Published on Wednesday, October 23rd, 02013 by Catherine Borgeson
On Saturday October 19, 02013, Long Now participated in Exploratorium Market Days—a series of free, outdoor “mini-festivals” geared to educate the public through the science and art communities and museums. The theme of the month was “Heirlooms,” which focused on the “diverse treasures that we preserve and pass along to future generations.”
Together the Rosetta and PanLex Project staff presented the intangible culture of language in a very tangible way—the Rosetta Disk and temporary tattoos.
The PanLex Project is building an enormous database with the goal of translating all of the words of all of the world’s languages. They created an interface to this database where people could either choose from a list of commonly-used words in tattoos, such as “patience” or “victory,” or enter one of their own choice.
The next screen listed all the translations of that word in the PanLex database, sometimes for hundreds of languages. People were captivated at looking through the list and deciding which language to print their tattoo in. For some, the deciding factor was an interesting script, or because only a handful of people spoke that language. For others it was a language they themselves spoke and personally connected with.
In addition to the PanLex and Rosetta Project staff, Exploratorium Explainers helped run the booth. These are a diverse group of high school students interested in learning new things while explaining and helping others in the process.
On a more permanent role of archiving and preserving languages, the Rosetta Disk was also on display. A steady stream of people viewed the micro-etched languages with a microscope throughout the day.

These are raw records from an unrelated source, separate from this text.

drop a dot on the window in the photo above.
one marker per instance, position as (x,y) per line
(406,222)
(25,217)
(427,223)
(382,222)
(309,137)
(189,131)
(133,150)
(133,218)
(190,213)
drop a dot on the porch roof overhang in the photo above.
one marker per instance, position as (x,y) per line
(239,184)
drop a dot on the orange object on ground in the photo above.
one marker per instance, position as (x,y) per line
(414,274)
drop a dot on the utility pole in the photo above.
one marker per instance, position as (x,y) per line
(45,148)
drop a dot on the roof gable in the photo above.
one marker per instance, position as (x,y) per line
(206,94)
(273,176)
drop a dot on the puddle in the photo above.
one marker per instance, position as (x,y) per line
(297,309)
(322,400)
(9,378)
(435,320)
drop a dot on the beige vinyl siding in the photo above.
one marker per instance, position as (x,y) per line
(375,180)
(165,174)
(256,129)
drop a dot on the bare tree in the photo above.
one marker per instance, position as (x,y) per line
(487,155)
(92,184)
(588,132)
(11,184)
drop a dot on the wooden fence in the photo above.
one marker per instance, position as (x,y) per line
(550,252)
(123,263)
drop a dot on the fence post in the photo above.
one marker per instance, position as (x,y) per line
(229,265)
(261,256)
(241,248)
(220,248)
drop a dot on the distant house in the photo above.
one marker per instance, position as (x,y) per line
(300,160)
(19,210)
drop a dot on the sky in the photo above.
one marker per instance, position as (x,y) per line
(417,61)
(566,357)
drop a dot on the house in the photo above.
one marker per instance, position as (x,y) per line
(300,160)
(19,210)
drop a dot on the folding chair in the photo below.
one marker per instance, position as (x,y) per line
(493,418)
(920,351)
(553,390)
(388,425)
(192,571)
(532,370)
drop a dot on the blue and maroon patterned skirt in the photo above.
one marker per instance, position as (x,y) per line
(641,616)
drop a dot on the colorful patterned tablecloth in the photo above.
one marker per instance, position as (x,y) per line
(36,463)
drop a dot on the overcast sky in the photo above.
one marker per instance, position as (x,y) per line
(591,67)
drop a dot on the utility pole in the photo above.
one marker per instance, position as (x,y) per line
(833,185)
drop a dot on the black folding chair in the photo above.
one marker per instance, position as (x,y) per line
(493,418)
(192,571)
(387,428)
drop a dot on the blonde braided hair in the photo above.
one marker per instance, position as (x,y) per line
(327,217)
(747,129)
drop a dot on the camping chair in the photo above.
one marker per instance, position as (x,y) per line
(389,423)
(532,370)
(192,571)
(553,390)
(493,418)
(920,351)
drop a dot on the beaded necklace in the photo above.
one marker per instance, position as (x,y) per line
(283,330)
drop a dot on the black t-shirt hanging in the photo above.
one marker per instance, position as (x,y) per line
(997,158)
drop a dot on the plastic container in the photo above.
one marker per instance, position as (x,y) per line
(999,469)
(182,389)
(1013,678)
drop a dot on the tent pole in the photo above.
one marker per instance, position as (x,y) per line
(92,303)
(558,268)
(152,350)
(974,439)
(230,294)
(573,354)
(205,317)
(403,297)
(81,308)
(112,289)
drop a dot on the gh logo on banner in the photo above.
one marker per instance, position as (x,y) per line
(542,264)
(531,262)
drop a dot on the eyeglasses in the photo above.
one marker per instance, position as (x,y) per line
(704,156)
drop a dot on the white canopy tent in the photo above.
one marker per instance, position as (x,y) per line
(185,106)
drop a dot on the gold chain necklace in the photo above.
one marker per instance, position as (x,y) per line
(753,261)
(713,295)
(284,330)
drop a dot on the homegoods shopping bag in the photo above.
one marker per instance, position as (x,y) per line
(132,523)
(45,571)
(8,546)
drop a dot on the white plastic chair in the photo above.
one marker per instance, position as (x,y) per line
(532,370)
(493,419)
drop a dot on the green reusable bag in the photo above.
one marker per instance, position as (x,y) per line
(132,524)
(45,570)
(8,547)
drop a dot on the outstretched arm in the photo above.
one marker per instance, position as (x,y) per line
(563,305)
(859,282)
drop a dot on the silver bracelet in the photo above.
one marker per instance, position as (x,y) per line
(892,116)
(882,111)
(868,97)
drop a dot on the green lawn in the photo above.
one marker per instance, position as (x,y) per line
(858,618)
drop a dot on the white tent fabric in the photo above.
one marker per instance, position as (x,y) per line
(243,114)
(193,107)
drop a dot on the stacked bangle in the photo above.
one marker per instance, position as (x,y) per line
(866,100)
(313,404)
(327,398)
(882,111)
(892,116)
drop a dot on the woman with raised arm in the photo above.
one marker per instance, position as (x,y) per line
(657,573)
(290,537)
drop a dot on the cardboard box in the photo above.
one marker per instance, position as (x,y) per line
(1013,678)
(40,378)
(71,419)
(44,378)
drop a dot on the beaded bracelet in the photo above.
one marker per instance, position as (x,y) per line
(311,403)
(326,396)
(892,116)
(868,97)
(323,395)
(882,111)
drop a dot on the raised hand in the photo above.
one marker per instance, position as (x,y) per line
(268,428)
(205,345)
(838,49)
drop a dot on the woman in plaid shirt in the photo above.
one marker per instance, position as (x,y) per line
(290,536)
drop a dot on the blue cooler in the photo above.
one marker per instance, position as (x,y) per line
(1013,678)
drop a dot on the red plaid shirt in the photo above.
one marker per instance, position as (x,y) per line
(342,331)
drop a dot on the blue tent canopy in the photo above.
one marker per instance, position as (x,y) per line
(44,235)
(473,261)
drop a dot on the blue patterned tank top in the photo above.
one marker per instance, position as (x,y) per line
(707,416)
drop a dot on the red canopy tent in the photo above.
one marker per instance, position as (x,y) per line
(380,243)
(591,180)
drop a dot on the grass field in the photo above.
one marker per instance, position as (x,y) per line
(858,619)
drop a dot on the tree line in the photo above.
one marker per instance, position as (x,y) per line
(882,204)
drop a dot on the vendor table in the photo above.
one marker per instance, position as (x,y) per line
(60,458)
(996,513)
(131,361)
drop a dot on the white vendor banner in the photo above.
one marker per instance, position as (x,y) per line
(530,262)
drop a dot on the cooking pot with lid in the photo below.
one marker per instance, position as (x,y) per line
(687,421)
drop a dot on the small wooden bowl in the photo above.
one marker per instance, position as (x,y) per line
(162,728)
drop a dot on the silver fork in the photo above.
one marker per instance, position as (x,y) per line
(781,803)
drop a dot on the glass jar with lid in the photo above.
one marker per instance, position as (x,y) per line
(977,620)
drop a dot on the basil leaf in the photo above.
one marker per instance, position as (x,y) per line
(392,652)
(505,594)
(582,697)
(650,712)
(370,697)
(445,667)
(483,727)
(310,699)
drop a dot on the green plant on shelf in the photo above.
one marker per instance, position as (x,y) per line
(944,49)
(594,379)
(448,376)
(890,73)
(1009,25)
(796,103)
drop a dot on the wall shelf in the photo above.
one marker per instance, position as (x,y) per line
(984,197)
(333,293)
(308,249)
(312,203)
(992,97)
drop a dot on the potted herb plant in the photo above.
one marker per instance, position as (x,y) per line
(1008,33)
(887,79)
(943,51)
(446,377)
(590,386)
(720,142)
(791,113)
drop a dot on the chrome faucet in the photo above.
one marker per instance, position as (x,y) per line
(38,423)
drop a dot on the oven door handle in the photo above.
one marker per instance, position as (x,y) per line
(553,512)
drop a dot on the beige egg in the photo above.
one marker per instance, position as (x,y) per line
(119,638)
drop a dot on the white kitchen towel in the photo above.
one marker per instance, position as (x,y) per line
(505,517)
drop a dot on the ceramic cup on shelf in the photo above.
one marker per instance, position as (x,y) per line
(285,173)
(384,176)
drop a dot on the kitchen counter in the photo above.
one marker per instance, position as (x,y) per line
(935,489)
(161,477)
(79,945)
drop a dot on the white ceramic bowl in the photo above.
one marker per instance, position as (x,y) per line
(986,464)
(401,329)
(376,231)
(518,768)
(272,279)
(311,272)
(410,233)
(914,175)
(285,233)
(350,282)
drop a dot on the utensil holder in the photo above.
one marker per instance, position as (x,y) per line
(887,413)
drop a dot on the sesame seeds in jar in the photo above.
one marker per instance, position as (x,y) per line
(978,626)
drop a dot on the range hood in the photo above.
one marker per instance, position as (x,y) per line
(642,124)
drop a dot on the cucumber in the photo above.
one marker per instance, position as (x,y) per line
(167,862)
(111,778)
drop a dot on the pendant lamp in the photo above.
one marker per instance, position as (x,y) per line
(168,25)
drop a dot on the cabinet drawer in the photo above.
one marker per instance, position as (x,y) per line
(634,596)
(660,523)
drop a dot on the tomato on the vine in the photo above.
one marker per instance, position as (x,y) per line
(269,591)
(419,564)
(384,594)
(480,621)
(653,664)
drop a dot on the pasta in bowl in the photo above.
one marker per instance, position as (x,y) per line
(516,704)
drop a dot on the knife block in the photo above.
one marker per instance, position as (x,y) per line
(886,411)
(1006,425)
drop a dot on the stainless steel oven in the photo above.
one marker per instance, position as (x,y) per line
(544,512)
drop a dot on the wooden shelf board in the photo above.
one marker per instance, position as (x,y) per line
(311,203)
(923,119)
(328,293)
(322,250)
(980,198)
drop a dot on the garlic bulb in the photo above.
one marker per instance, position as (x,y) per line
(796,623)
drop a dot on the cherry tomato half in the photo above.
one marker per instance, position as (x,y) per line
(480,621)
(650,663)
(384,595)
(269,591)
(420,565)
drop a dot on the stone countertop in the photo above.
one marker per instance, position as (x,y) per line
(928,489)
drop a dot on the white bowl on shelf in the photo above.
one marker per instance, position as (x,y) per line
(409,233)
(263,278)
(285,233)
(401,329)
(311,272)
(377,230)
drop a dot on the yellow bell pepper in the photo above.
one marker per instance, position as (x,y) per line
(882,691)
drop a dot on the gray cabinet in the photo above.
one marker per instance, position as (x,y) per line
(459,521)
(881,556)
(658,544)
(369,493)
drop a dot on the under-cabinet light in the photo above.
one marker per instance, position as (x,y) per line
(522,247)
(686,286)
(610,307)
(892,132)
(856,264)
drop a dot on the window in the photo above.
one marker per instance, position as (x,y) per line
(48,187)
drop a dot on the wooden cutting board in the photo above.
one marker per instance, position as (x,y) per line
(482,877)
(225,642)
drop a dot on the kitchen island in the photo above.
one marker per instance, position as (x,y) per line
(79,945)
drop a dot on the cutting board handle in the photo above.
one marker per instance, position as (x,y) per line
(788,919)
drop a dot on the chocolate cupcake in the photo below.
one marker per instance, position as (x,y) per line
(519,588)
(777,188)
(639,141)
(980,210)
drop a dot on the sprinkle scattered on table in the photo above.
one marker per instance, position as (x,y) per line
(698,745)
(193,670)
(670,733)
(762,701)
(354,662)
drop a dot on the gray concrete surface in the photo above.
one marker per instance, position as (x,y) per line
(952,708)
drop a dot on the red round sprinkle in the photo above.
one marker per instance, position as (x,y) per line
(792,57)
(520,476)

Exploratorium’s Director of Public Programs Melissa Alexander invited Long Now to participate in Market Day. She wanted people to get a sense of the vast amount of languages while understanding that like many species, languages are endangered and are disappearing from the planet regularly.
“I had a Ray Bradbury moment–I wanted everyone to learn how to say hello, please & thank you and welcome in at least one endangered language. Loved the setup and clearly our Explainers did too–if our Explainers like it, it’s golden–teenagers are great thermometers.”